The first involves clearing the debris, replacing the broken glass and patching the walls, and cleaning up whatever has remained of the décor. An exhaustive search is made for vintage originals of the missing furniture, some of which must also be restored.

The second proposal defines a radically different course -- first of all, by razing the place to the ground. A team of architects would study the blueprints and take them as a springboard: they would design as exact a duplicate of the original as possible but use the best materials and the most suitable engineering currently available. The furnishings and décor would likewise be exact replicas, produced by contemporary means. Comparing the finished product with photographs taken 100 years earlier, no one would notice anything amiss.

So now the question this thought experiment poses: Which of reconstituted buildings is the more authentic of the two? A reasonable response here would be that neither is -- that authenticity is absolute, not relative. (Prior to restoration, the building was authentic: an eyesore, yet purely itself.)

But a less stringent concept of authenticity prevails in common speech. The tourist in search of “authentic Cajun cooking” will be happiest if the meal is made with traditional ingredients and recipes by a cook born and raised on the bayou. The same dishes will seem less authentic upon discovering that it was prepared by a Norwegian making use of such spices as are at hand, and still less if it turns out that the recipes were found online.

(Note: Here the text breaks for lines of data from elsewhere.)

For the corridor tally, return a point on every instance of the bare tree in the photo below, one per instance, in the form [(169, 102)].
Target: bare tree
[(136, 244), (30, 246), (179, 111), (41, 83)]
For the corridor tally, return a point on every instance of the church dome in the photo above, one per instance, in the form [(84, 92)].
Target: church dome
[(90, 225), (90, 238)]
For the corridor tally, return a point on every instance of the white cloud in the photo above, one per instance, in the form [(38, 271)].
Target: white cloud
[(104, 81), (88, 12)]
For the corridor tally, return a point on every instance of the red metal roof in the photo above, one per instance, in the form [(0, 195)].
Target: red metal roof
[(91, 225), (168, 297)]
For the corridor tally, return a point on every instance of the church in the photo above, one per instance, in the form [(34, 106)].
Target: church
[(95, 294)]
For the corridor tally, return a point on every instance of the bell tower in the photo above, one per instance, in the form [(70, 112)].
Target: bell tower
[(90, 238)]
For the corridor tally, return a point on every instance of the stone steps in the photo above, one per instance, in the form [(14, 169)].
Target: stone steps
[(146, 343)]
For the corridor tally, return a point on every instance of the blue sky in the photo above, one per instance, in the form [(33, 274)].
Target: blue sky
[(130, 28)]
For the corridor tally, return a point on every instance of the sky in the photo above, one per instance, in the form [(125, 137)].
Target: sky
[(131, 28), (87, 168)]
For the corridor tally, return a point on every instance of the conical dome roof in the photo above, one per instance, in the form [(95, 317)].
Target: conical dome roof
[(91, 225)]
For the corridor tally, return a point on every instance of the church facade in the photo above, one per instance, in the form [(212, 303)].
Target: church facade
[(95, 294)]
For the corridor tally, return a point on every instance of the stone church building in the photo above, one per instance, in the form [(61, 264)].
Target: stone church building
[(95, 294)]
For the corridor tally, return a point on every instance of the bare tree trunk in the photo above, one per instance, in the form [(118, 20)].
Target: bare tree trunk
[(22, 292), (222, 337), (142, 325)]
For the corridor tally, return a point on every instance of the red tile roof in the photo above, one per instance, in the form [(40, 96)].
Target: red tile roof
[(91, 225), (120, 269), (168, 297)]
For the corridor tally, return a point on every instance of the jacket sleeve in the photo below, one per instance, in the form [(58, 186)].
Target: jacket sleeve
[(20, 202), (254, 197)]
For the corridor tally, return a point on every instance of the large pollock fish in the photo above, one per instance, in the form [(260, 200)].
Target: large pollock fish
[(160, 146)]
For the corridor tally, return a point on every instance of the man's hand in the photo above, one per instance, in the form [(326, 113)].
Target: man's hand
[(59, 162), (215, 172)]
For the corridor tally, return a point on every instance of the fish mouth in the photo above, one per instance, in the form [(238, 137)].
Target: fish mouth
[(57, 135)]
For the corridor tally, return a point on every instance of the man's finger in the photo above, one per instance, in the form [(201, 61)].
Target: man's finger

Asked to judge our two hypothetical buildings, a Westerner is likely to identify the first one as being the more authentic -- and on grounds not too dissimilar to our tourist’s expectations regarding jambalaya. It incorporates as much of the original structure and materials as possible; the antique furnishings were produced during the same period as the ones they replace. By contrast, no effort at preservation goes into the second option; all traces of the original are obliterated and a simulacrum erected in its place. The reproduction may be perfect, but the very concept seems to preclude it being called “authentic.”

Except, perhaps, to the public Maria Francesca Piazzoni writes about in The Real Fake: Authenticity and the Production of Space (Fordham University Press). In the case of Thames Town -- a Shanghai suburb built to imitate the look and feel of a British village, combining the elements of a real estate investment opportunity and a popular tourist destination -- Piazzoni finds the transplanted spirit of the original assuming an intriguing and puzzling form.

Drawing on her background as an architectural preservationist and on her fieldwork in China as an ethnographer of urban design, Piazzoni underscores a fundamental cultural difference manifested in the use of two Mandarin words for “copy” signifying “a lower and a higher quality of replication.” While “a copy is initially considered less valuable than its initial model,” it is possible for “the replica [to] captur[e] the essence of the original” and transform the copy into “a perfect substitute for the original.” The “life force … initially possessed by the [original] source” is absorbed by the superlative variety of copy -- leaving the prototype, I take it, no worse for wear.

Western cultures have gone through waves of chinoiserie -- a taste for styles and images from a place that exercised its fascination from a great distance. Now the tide has shifted. The ambience of Downton Abbey and the Harry Potter movies have grown appealing to Chinese consumers. Thames Town is a custom-designed expression of what might be called angloiserie.

In July 2013 and September 2014, Piazzoni conducted street observations of the town’s various quarters and, with a translator, conducted in-depth interviews with local residents, construction workers, security guards and tourists. The latter group consists largely of engaged couples there to have their photographs taken in wedding clothes, as gifts to give their families once they tie the knot. (The pictures must be very popular: a whole sector of the local economy exists to meet the demand.)

The author presents Thames Town as a careful and deliberate exercise in thematized urban development, with an infrastructure for utilities laid out first and the landscape then crafted to mimic the feel of a rustic town that had taken shape, without planning, over the centuries. Any resemblance to the carefully engineered nostalgia of Walt Disney’s theme parks is quite deliberate. But the space is also designed to appeal to the most upwardly mobile segments of China’s middle class. Its estates and gated communities contain luxuriously appointed country houses, so very British that residents sometimes find the need to carve out a more familiar and comfortable niche for cooking and everyday life.

Residents complain about the noisy and annoying tourists. Migrant laborers live in work camps just outside town, or risk squatting in unoccupied buildings, of which now there are quite a few. Many people who bought them did so as investments rather than to live there. Parts of it are a ghost town.

Cultural appropriation and conspicuous consumption are alive and well, it seems, in the authoritarian capitalist dynamo called the People’s Republic of China. Or they were, anyway, between 2006 and 2012, when real estate values in Thames Town tripled. The scene as of Piazzoni’s fieldwork a few years ago was one of pronounced class tensions amid what sounds like incipient decay. She calls it “at once an enormous success and an evident failure.” The residents and tourists she interviews seem to think of the place as authentic, or at least close enough to the image of the original they have in their heads. The Real Fake leaves you with the sense that the resemblance goes deeper than surface appearances. It may embody more of Western reality -- more of the strains on tradition and the unevenness of progress -- than the designers anticipated.